Es bleibt an dieser Stelle noch nachzutragen, dass die Dorfbevölkerung nicht nur bei Unterhaltung und Vergnügen zahlreich anwesend war. Mit dem Ergebnis der Fahnensammlung hatte sie wieder einmal mehr ihre Sympathie und Treue zum Verein bewiesen. Für die Fahne, deren Preis Fr. 7’500.- betrug, lagen Fr. 16’622.- im Spendentopf. Dazu gesellten sich noch Fr. 3’930.- anderer Gönner.

18) Der grösste Wettbewerb seit dem Bestehen des Vereins

Aus dem Jahresbericht 1986 des Präsidenten: Der eine oder andere hatte wohl schon den Wunsch eines Ranges in der ersten Hälfte der Rangliste im Hinterkopf. Mehr traute man sich nicht zu. Vielleicht war das gut so. Als die Bewertung für das Selbstwahlstück bekannt gegeben wurde, hörte man Jubelschreie und sah Freudentränen über Wangen rollen. Nach dem Vortragen des Aufgabenstückes wurde uns eine ähnliche Bewertung abgegeben. Uns wurde langsam klar, dass wir eine Spitzenleistung vollbracht hatten. Dies trug sich zu, als der Musikverein Pfungen am 8. Juni 1986 mit Dirigent H.R. Staub das Eidgenössische Musikfest in Winterthur besuchte.
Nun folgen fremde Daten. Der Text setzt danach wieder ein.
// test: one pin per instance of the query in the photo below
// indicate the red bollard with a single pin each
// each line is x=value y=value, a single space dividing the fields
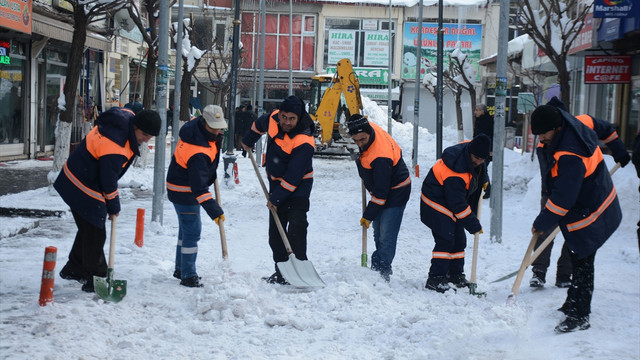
x=140 y=228
x=48 y=275
x=236 y=179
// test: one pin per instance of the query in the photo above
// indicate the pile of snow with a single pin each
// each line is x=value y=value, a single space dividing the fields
x=357 y=316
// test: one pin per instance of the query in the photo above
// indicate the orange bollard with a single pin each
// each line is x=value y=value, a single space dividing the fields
x=139 y=240
x=236 y=179
x=48 y=275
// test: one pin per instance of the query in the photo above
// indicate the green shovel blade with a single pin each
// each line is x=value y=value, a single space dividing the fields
x=109 y=289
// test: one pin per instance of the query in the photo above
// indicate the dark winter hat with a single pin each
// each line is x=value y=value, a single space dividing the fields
x=480 y=146
x=357 y=124
x=148 y=121
x=545 y=118
x=293 y=104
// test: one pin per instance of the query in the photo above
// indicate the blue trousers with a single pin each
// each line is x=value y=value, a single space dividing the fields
x=189 y=231
x=385 y=235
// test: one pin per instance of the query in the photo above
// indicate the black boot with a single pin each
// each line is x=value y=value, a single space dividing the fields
x=458 y=280
x=572 y=324
x=437 y=283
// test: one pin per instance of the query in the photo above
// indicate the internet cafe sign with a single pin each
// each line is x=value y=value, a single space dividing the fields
x=607 y=69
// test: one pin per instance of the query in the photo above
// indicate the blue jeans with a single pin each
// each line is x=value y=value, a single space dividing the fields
x=189 y=231
x=385 y=235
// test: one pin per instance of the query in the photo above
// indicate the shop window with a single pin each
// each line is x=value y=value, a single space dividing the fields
x=277 y=34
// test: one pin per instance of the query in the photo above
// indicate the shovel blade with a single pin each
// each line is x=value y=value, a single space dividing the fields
x=109 y=289
x=300 y=273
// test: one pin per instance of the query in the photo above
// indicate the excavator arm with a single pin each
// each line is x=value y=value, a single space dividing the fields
x=345 y=83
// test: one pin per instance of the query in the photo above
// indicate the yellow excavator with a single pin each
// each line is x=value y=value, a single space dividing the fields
x=326 y=107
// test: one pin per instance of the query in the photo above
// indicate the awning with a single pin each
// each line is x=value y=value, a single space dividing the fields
x=64 y=32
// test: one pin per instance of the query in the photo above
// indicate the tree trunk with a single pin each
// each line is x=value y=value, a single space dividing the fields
x=74 y=68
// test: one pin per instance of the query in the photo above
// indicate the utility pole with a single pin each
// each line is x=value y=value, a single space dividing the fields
x=416 y=101
x=161 y=104
x=229 y=158
x=439 y=88
x=177 y=85
x=498 y=124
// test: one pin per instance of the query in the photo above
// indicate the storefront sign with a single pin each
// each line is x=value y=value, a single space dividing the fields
x=368 y=76
x=613 y=8
x=376 y=48
x=584 y=38
x=607 y=69
x=16 y=15
x=342 y=44
x=469 y=35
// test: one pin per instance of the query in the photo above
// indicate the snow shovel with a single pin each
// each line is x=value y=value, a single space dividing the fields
x=109 y=289
x=223 y=238
x=363 y=257
x=546 y=242
x=298 y=273
x=472 y=284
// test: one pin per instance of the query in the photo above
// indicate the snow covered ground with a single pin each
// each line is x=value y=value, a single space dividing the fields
x=357 y=316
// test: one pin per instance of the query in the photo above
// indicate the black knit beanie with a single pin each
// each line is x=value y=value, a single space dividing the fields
x=148 y=121
x=480 y=146
x=357 y=124
x=545 y=118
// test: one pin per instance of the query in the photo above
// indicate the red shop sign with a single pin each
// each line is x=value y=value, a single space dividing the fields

Der Musikverein hatte mit seinen Konzertstücken den 7. Rang seiner Kategorie (III) erreicht. Das war ein einzigartiges und berauschendes Ergebnis und war seit Bestehen des Vereines noch nie erreicht worden. Leistungswille, Kameradschaft und ein motivierender Dirigent hatten den Verein dahin geführt. Seit 1966 hatte der Musikverein kein Eidgenössisches Musikfest mehr besucht. Am 23. Kantonalen Musikfest 1974 in Adliswil hatte man im Rahmen der Erwartungen abgeschnitten. Das Selbstwahlstück "Krönungsmarsch" von Giacomo Meyerbeer brachte 114 von 150 möglichen Punkten, das Aufgabenstück "Arie" von Emil Ermatinger deren 128. Die Marschmusik wurden mit guten 53 von 60 Punkten honoriert. Als der Musikverein am Abend nach Hause kehrte, war ein Goldkranz an die Fahne geheftet. Vom Kantonalen Musikfest 1979 in Kloten war man hingegen etwas enttäuscht nach Hause heimgekehrt. Jetzt aber befand man sich auf einem Höhenflug und einige diskutierten bereits die Frage, ob nicht ein Kategorienwechsel in Betracht zu ziehen sei.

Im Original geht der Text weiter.